The first topic, senatorial elections, is easy. Before the 17th Amendment transferred election of senators to the people, it was understood universally that the legislature chose senators on its own. There was no role for the governor or anyone else. The legislature was “independent.”
The second topic is choice of presidential electors. Originally, most state legislatures elected their states’ presidential electors. They did so independently. Later, state lawmakers started writing rules for popular choice of electors. In 1892, the Supreme Court said the same principle applied to those rules: state legislatures act independently (pdf). True, the state legislature might choose to adopt election rules by passing a law signed by the governor. But the legislature always can take back the power without going through the same formalities.
That leaves congressional elections: May state legislatures draw congressional districts and otherwise regulate congressional elections independently? Or are other elements also involved, such as the governor, reapportionment commissions, and ballot measures?
Regulating Congressional Elections
The Supreme Court considered this issue in 2015. It ruled that the power to regulate congressional elections belonged to the state’s legislative apparatus as a whole—not just to the legislature (pdf). However, the vote was only 5–4, with Chief Justice Roberts writing a strong dissent. Two of the five-member majority are no longer on the court, and a third, Justice Stephen Breyer, is about to leave.
North Carolina has a Democratic governor and a Republican legislature. The legislature has announced that it will sue to revisit the 2015 decision. If the North Carolina legislature is successful, state legislatures everywhere would be more free to draw congressional districts. The GOP has de facto legislative control in 31 states, and that number is likely to climb after this year’s elections. Thus, the change could result in more pro-Republican voting rules and more Republicans in Congress. That is what has the liberal media and academics so upset.
What Are the Merits?
Was the Supreme Court correct in 2015? Or is the North Carolina legislature correct now? Frankly, I’m not sure.
Detailed, objective scholarship on this precise subject has never been performed. The understanding of the Constitution’s ratifiers likely rests in the election practices of the time. Complicating the search for an answer is that state constitutions were different then: Most did not allow governors to veto bills and there was no statewide lawmaking through ballot measures.

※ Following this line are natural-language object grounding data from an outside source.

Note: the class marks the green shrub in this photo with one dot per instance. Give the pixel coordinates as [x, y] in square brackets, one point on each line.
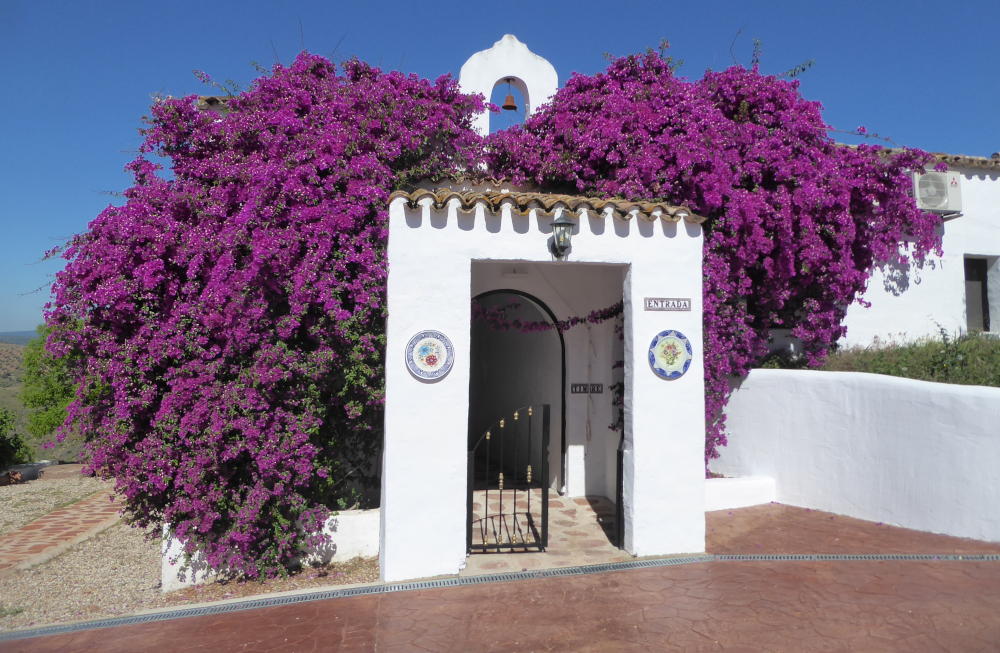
[967, 360]
[13, 450]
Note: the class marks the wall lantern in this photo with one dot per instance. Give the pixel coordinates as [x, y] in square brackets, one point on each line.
[562, 231]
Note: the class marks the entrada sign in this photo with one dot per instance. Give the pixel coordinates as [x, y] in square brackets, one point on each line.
[667, 303]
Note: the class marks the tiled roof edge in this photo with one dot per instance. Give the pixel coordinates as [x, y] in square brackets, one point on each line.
[964, 161]
[548, 203]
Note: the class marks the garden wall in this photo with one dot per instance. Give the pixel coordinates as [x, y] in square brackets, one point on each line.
[910, 453]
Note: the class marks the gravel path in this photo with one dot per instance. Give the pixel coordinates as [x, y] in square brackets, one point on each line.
[117, 572]
[21, 504]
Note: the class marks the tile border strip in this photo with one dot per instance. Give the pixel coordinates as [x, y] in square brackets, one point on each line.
[270, 602]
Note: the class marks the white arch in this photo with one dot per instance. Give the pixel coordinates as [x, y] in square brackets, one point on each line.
[530, 74]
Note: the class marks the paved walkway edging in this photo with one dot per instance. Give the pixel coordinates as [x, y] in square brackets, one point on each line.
[240, 605]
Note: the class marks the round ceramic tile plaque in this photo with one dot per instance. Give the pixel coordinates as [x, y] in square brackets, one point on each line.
[670, 354]
[429, 355]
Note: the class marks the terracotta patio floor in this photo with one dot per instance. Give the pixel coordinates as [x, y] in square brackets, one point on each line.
[769, 605]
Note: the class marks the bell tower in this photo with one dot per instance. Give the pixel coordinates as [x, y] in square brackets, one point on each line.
[508, 62]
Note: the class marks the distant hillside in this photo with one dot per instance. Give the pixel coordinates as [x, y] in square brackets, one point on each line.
[11, 357]
[16, 337]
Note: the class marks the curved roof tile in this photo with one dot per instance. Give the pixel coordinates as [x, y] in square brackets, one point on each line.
[548, 203]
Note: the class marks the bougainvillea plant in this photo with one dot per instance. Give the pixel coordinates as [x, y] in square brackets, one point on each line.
[231, 318]
[228, 318]
[795, 222]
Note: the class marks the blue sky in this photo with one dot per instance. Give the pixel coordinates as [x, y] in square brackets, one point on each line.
[80, 75]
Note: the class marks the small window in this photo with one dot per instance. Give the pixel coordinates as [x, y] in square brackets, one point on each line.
[977, 305]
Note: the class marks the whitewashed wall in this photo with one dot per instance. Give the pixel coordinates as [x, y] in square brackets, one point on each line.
[911, 453]
[935, 296]
[431, 254]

My impression is that during the years before the Constitution was written, the British Parliament, the American colonies, and the American states regulated popular legislative elections through standing election laws rather than through ad hoc resolutions. For example, when the South Carolina legislature established rules for the first congressional elections in 1788, it did so by an ordinary law. This suggests the Supreme Court was correct to say that legislatures must regulate congressional elections by law, not by independent resolutions.
On the other hand, the Massachusetts legislature laid down the rules for early federal elections one election at a time—that is, by resolutions. Notably, also, the Constitution requires Congress to regulate congressional elections “by Law,” but it doesn’t impose a similar mandate on state legislatures.
We need more high-quality research on the question. It should come from qualified scholars without political axes to grind.